There is still no choice to let you choose to skin a corpse, to which you have looting rights, if a skinner is in the party. There is no choice to be able to mine an mineral node if there is a miner available. Herbs cannot be gathered by the character next in line to loot just because a herbalist is present. Yet the enchanting skill is abused and pillaged without consent. No one even bothers to ask any more if there is an enchanter in the party, as there is no need. Yet if one happens to be present and shards are casually dropped in to a character's bags there are no words of thanks to the anonymous benefactor, it is all entirely taken for granted. This is even a step backwards from when enchanters had to do more of the work.
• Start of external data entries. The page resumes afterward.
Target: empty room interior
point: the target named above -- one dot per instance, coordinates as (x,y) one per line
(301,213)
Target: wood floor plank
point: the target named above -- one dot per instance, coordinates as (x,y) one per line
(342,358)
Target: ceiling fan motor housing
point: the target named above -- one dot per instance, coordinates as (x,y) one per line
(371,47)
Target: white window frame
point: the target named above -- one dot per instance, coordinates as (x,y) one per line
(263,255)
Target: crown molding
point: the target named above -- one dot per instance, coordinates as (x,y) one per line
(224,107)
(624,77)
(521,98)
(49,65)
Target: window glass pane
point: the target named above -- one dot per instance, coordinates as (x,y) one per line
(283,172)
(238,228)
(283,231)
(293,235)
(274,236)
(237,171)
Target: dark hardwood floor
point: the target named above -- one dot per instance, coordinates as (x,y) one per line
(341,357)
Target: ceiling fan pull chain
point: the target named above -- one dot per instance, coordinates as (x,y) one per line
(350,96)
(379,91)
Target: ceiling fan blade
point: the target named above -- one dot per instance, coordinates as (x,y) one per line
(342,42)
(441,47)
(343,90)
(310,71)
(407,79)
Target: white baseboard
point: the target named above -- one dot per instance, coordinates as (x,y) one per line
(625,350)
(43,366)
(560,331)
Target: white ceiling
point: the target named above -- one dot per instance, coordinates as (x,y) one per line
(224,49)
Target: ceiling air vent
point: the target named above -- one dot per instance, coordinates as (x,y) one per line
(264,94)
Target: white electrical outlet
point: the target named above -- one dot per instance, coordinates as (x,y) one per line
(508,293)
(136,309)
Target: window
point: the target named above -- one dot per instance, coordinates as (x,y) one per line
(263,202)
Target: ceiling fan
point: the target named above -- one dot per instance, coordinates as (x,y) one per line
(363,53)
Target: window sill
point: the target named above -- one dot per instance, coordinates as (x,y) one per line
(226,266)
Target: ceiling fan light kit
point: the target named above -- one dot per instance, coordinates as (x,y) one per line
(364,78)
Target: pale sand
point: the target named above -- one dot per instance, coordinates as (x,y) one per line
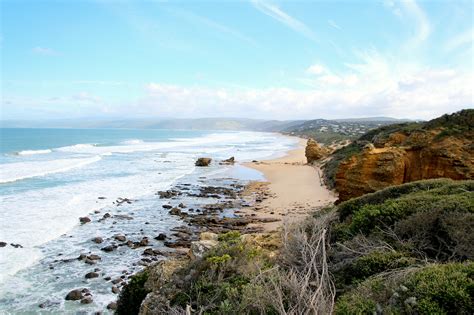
(293,189)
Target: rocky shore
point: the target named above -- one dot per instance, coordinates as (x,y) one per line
(208,206)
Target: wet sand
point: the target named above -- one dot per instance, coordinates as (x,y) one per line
(292,190)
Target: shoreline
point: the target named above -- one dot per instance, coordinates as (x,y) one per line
(293,188)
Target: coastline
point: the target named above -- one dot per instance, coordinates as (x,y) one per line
(293,189)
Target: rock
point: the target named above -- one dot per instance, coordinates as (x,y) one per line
(120,238)
(313,151)
(398,157)
(175,211)
(90,261)
(168,194)
(144,241)
(84,220)
(116,281)
(203,162)
(108,248)
(91,275)
(228,161)
(208,236)
(97,240)
(112,306)
(161,237)
(93,257)
(49,304)
(199,248)
(149,252)
(74,295)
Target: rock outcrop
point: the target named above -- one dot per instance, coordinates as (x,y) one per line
(313,151)
(203,162)
(410,154)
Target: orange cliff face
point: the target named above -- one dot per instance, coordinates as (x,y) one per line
(403,158)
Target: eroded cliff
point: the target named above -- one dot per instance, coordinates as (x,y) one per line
(399,154)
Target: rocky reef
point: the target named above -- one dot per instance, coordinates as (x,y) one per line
(397,154)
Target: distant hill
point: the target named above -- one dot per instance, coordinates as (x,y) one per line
(328,131)
(400,153)
(324,131)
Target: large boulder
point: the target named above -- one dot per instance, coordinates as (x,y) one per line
(313,151)
(199,248)
(203,162)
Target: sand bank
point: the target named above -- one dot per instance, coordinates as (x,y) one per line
(293,188)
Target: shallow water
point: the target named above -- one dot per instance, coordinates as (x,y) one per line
(42,211)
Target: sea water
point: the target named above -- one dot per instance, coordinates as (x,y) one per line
(51,177)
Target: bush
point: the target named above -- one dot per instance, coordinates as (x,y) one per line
(430,219)
(434,289)
(216,283)
(132,295)
(371,264)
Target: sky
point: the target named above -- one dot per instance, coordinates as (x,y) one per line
(255,59)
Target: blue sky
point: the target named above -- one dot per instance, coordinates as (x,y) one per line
(258,59)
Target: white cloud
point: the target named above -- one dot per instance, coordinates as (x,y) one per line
(86,97)
(316,69)
(45,51)
(375,86)
(283,17)
(422,23)
(464,39)
(334,24)
(410,11)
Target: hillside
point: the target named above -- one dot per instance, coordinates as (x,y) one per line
(329,131)
(401,153)
(403,250)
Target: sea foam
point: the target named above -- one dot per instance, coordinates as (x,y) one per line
(12,172)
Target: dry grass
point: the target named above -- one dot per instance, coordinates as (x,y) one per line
(301,283)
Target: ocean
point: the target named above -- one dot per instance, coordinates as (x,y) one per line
(51,177)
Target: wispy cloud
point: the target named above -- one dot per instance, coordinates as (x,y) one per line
(423,27)
(316,69)
(45,51)
(190,16)
(462,40)
(334,24)
(86,97)
(410,10)
(283,17)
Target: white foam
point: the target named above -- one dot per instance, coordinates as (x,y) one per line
(12,172)
(132,142)
(33,152)
(38,216)
(76,147)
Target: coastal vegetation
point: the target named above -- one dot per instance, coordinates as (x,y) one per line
(401,153)
(404,249)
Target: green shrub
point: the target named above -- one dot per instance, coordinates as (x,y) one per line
(449,288)
(434,289)
(442,186)
(230,236)
(132,295)
(216,283)
(373,263)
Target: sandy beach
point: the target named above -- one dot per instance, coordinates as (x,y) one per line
(292,189)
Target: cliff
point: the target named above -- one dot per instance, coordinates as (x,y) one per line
(397,154)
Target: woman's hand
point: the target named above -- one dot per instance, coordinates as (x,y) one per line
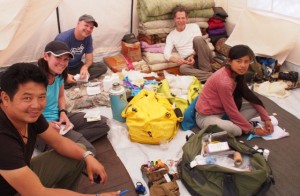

Enchanting has always been difficult and unrewarding work, despite it being considered necessary for any top-level adventuring. Now, more than ever, it is a thankless task. Not only do bind-on-pickup items get turned in to shards, but any item not otherwise needed can be transparently disenchanted and silently awarded to a non-enchanter, the enchanter herself getting no reward for the investment in to the skill, or even a word of thanks. The question is not so much how we got in to such a state of affairs, as it feels like enchanters have never been respected, but why, after learning all of this with one character, did I create a second character to choose enchanting as a profession? I hate the new option to disenchant loot, I feel it paradoxically lessens the perceived worth of my character.
28th January 2010 at 10.21 am
So true. And that's one of the reasons I'm glad I didn't make my character with enchanting my main, there are others of cause. Like it being a gnome and ne hating how pretty much everything piece of gear looks on gnomes.